The grey sea and the long black land;
And the yellow half-moon large and low;
And the startled little waves that leap
In fiery ringlets from their sleep,
As I gain the cove with pushing prow,
And quench its speed i' the slushy sand.
II.
Then a mile of warm sea-scented beach;
Three fields to cross till a farm appears;
A tap at the pane, the quick sharp scratch
And blue spurt of a lighted match,
And a voice less loud, thro' its joys and fears,
Than the two hearts beating each to each!
Quote:
Parting At Morning
Round the cape of a sudden came the sea,
And the sun looked over the mountain's rim:
And straight was a path of gold for him,
And the need of a world of men for me.
thanx every1!
It's probably too late to help with your assignment, and you received many other good replies, but I'll add this recommendation anyway. One of my favorite poems, which is a great example of an extended metaphor as well, is:
The Silken Tent
by Robert Frost
She is as in a field a silken tent
At midday when a sunny summer breeze
Has dried the dew and all its ropes relent,
So that in guys it gently sways at ease,
And its supporting central cedar pole,
That is its pinnacle to heavenward
And signifies the sureness of the soul,
Seems to owe naught to any single cord,
But strictly held by none, is loosely bound
By countless silken ties of love and thought
To everything on earth the compass round,
And only by one's going slightly taut
In the capriciousness of summer air
Is of the slightlest bondage made aware.
try this:
Langston Hughes’ “Harlem: A Dream Deferred”

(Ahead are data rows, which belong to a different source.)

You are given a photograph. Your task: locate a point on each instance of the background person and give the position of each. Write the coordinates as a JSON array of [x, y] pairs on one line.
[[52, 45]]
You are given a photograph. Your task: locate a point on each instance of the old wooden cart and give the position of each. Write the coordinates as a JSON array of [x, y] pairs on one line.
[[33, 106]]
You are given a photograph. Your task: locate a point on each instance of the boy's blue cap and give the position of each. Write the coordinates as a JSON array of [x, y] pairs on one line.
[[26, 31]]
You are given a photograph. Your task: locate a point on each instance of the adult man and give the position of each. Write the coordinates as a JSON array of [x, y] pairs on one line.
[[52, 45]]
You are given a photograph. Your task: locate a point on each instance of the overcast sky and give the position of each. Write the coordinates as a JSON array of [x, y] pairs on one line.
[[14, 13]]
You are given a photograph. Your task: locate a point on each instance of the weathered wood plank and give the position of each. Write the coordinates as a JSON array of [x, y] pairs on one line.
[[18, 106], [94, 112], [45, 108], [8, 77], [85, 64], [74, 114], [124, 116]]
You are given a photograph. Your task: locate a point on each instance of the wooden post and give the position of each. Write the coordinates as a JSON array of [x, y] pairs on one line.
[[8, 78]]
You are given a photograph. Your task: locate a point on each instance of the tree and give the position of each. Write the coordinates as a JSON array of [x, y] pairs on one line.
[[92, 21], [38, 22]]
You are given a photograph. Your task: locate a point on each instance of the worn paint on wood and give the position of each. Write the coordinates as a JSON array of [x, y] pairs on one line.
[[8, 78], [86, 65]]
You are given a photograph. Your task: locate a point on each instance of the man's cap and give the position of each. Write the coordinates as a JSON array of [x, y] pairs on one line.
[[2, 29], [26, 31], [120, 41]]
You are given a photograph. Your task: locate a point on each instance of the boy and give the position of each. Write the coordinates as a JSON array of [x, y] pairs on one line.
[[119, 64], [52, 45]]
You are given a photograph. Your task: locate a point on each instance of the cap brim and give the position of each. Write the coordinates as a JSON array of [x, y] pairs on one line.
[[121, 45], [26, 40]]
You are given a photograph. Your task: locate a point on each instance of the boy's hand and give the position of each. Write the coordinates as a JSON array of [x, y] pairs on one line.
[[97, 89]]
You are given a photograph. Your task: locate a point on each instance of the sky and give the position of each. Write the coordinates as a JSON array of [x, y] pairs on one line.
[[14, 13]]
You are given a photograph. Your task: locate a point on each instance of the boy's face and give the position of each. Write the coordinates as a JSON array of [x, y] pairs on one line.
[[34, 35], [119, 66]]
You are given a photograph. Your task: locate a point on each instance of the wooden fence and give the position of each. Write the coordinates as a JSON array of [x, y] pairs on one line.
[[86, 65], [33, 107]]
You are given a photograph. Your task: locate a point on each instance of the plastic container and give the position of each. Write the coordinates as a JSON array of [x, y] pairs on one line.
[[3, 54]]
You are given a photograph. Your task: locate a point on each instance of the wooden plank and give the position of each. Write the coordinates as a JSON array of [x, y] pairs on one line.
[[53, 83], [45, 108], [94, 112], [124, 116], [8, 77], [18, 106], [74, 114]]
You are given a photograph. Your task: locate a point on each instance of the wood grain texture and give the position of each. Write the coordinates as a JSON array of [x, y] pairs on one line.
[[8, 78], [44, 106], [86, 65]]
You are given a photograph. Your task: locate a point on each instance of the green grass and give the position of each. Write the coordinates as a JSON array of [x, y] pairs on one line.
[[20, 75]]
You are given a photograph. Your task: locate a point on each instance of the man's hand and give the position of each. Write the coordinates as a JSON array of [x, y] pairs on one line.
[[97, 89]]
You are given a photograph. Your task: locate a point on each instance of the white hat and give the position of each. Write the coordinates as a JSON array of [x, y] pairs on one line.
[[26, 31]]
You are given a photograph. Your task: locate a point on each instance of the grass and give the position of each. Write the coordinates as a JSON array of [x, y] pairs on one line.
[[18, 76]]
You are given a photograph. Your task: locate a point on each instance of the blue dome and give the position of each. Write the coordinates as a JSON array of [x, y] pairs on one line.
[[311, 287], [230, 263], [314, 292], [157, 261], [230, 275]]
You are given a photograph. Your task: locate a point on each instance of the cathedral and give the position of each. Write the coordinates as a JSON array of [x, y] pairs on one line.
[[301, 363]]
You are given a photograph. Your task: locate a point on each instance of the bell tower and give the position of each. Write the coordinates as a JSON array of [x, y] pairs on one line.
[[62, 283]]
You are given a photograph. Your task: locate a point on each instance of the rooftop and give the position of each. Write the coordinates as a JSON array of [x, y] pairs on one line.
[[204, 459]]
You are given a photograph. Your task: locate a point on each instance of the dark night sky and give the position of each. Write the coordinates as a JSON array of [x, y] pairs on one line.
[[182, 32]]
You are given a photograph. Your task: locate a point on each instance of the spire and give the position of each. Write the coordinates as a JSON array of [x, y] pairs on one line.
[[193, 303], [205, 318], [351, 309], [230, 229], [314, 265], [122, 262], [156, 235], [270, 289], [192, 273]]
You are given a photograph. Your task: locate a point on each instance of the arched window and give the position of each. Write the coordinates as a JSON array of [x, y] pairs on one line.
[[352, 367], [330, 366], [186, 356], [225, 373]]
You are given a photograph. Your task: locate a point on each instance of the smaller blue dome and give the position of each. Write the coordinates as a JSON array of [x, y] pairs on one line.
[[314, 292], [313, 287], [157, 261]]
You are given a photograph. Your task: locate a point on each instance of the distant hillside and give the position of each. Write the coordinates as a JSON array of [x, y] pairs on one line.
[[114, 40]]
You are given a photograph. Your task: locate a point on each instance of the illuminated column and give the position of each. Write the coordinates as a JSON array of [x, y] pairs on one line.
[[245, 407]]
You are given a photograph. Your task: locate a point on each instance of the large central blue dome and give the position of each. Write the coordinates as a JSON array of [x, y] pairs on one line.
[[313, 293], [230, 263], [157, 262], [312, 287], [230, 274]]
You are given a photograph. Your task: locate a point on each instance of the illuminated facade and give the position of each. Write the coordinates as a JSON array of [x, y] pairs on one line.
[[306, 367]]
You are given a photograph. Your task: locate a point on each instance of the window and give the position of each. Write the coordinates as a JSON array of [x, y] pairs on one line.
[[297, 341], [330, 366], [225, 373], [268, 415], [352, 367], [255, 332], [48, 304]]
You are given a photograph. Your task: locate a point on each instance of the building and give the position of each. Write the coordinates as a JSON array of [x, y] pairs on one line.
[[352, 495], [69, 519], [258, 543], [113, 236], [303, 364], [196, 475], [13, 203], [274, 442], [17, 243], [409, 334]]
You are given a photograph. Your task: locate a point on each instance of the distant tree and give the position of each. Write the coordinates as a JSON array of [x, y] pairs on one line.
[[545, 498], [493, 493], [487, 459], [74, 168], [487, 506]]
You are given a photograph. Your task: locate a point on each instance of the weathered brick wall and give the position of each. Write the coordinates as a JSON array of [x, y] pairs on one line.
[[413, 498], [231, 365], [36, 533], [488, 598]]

What happens to a dream deferred?
Does it dry up
like a raisin in the sun
Or fester like a sore—
And then run?
Does it stink like rotten meat?
Or crust and sugar over—
Like a syrupy sweet?
Maybe it just sags
like a heavy load.
Or does it explode?
thank you
i have yet another assignment now (sigh) i have to choose any three poems and write about them. any suggestions? something really meaningful and descriptive would be good.